En l’espèce, Madame et Monsieur [Z], ont sollicité la condamnation de la [16] [Localité 18] au paiement de 1.000 euros au titre de l’article 700 du Code de procédure civile.
Par conséquent, Madame et Monsieur [Z] étant les parties perdantes, il n’y a pas lieu de faire droit à leur demande.
PAR CES MOTIFS,
Le tribunal, après en avoir délibéré conformément à la loi, statuant publiquement, par jugement contradictoire, rendu en premier ressort, par mise à disposition au greffe
DECLARE recevable le recours exercé par Madame et Monsieur [Z] en leur recours,
Le dit mal fondé ;
DEBOUTE Madame et Monsieur [Z] de leur demande d’attribution du complément de l’Allocation d’Éducation de l’Enfant Handicapé de 4-ème catégorie, au titre de l’éducation de l’enfant [N] [Z], pour la période du 01 janvier 2024 au 31 décembre 2024 ;
FIXE le taux d’incapacité permanente partielle de l’enfant [N] [Z] comme étant entre 50% et 79% ;
CONFIRME la décision de la [Adresse 13] [Localité 18] [10] [Localité 18] du 19 décembre 2023 ;
CONDAMNE Madame et Monsieur [Z] aux dépens de l’instance;
DEBOUTE Madame et Monsieur [Z] de leur demande de condamnation au titre de l’article 700.

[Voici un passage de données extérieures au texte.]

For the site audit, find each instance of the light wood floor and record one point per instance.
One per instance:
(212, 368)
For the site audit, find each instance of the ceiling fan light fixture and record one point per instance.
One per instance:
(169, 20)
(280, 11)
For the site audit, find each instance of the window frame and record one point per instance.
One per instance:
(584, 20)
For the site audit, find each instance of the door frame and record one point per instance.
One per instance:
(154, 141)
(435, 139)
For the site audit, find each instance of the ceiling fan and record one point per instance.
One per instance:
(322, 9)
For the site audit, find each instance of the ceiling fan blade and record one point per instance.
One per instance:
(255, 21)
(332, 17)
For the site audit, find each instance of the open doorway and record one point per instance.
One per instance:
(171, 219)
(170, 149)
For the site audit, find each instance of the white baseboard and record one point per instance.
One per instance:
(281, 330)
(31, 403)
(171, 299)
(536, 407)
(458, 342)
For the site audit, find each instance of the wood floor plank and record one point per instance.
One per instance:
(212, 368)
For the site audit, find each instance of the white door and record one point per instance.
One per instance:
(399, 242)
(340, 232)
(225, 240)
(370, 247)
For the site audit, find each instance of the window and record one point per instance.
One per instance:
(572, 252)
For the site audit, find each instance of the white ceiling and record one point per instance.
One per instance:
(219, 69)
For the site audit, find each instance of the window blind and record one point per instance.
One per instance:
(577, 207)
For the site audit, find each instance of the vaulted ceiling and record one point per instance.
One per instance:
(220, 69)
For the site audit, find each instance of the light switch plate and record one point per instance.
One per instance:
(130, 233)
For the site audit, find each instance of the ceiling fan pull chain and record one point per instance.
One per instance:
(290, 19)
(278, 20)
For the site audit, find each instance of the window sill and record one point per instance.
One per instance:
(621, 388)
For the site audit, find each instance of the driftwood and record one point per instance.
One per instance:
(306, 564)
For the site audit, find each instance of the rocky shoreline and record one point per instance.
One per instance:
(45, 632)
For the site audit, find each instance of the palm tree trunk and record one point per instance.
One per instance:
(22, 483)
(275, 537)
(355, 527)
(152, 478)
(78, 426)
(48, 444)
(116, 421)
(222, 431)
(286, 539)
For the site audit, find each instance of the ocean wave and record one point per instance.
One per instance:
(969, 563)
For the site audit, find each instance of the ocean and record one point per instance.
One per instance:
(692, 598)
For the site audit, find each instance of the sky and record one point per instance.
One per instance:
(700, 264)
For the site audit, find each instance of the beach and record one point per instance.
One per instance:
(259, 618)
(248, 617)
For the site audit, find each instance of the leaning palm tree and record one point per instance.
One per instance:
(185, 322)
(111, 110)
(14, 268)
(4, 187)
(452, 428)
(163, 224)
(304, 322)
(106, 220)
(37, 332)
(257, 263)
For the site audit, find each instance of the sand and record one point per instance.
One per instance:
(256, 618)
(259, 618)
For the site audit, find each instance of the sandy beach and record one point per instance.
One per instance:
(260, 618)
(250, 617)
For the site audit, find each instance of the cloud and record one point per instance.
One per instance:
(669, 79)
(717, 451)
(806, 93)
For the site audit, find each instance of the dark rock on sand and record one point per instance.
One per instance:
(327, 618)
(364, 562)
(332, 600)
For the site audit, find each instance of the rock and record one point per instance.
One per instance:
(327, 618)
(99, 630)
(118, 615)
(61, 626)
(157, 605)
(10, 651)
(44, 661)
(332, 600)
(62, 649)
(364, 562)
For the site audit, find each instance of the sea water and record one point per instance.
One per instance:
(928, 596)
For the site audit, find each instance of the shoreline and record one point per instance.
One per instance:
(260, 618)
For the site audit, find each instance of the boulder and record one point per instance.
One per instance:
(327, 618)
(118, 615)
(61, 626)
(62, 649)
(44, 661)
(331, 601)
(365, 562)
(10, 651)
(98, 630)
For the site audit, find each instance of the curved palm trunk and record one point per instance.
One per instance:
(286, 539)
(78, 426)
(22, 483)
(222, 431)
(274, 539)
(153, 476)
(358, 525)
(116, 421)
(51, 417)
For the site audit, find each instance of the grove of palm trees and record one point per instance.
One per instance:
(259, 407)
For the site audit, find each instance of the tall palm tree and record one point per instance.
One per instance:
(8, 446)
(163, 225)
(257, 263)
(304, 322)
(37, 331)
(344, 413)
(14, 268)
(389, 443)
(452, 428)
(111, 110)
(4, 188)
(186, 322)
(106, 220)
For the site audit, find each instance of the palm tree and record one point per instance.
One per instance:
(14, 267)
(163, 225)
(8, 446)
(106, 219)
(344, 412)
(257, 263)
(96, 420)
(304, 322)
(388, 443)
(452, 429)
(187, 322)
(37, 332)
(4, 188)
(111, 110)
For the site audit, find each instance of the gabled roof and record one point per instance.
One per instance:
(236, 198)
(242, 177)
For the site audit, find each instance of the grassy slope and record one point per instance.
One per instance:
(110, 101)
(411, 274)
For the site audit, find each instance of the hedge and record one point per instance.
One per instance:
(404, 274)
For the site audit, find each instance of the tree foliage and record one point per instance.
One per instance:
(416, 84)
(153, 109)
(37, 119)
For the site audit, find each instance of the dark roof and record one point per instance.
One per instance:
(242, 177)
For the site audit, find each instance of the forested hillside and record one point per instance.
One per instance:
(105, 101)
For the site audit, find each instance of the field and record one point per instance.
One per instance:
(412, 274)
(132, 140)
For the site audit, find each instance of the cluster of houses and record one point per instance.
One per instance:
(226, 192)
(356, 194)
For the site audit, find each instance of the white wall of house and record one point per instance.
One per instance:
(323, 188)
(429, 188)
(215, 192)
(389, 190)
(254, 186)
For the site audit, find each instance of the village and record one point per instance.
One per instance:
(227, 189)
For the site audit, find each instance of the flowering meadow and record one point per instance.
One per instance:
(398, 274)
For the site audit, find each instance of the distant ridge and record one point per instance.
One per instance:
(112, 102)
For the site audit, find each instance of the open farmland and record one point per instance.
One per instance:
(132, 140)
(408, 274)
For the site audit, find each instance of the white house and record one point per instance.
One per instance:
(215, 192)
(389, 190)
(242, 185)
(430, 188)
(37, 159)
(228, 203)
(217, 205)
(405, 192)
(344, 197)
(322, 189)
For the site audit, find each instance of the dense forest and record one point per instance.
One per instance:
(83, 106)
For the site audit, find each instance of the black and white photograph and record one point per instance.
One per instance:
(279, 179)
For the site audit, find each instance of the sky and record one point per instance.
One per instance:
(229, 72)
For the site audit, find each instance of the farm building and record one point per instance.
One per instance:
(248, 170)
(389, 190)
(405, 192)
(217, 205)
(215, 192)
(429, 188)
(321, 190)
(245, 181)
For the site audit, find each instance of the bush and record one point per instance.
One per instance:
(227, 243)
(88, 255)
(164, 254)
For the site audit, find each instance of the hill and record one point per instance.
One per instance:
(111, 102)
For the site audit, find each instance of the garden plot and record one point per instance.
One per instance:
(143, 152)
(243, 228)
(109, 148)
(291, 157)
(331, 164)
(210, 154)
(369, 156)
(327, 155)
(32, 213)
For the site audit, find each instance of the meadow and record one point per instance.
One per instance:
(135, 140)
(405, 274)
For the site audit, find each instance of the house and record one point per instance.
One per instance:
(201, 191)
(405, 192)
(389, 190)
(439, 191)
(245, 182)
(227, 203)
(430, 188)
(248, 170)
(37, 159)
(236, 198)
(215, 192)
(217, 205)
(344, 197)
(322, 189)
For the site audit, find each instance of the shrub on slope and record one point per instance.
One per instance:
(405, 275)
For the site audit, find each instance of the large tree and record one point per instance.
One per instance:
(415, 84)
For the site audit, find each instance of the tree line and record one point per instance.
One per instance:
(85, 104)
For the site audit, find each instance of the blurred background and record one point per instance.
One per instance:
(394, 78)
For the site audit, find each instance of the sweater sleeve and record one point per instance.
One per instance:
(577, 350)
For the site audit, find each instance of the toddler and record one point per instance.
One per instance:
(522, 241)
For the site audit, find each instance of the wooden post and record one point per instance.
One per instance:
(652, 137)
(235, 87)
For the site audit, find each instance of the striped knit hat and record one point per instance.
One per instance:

Fait et jugé à [Localité 18] le 07 Mai 2025
Le Greffier Le Président
N° RG 24/02563 – N° Portalis 352J-W-B7I-C5ERE
EXPÉDITION exécutoire dans l’affaire :
Demandeur : M. [N] [Z]
Défendeur : [17]
EN CONSÉQUENCE, LA RÉPUBLIQUE FRANÇAISE mande et ordonne :
A tous les huissiers de justice, sur ce requis, de mettre ladite décision à exécution,
Aux procureurs généraux et aux procureurs de la République près les tribunaux judiciaire d’y tenir la main,
A tous commandants et officiers de la force publique de prêter main forte lorsqu’ils en seront légalement requis.
En foi de quoi la présente a été signée et délivrée par nous, Directeur de greffe soussigné au greffe du Tribunal judiciaire de Paris.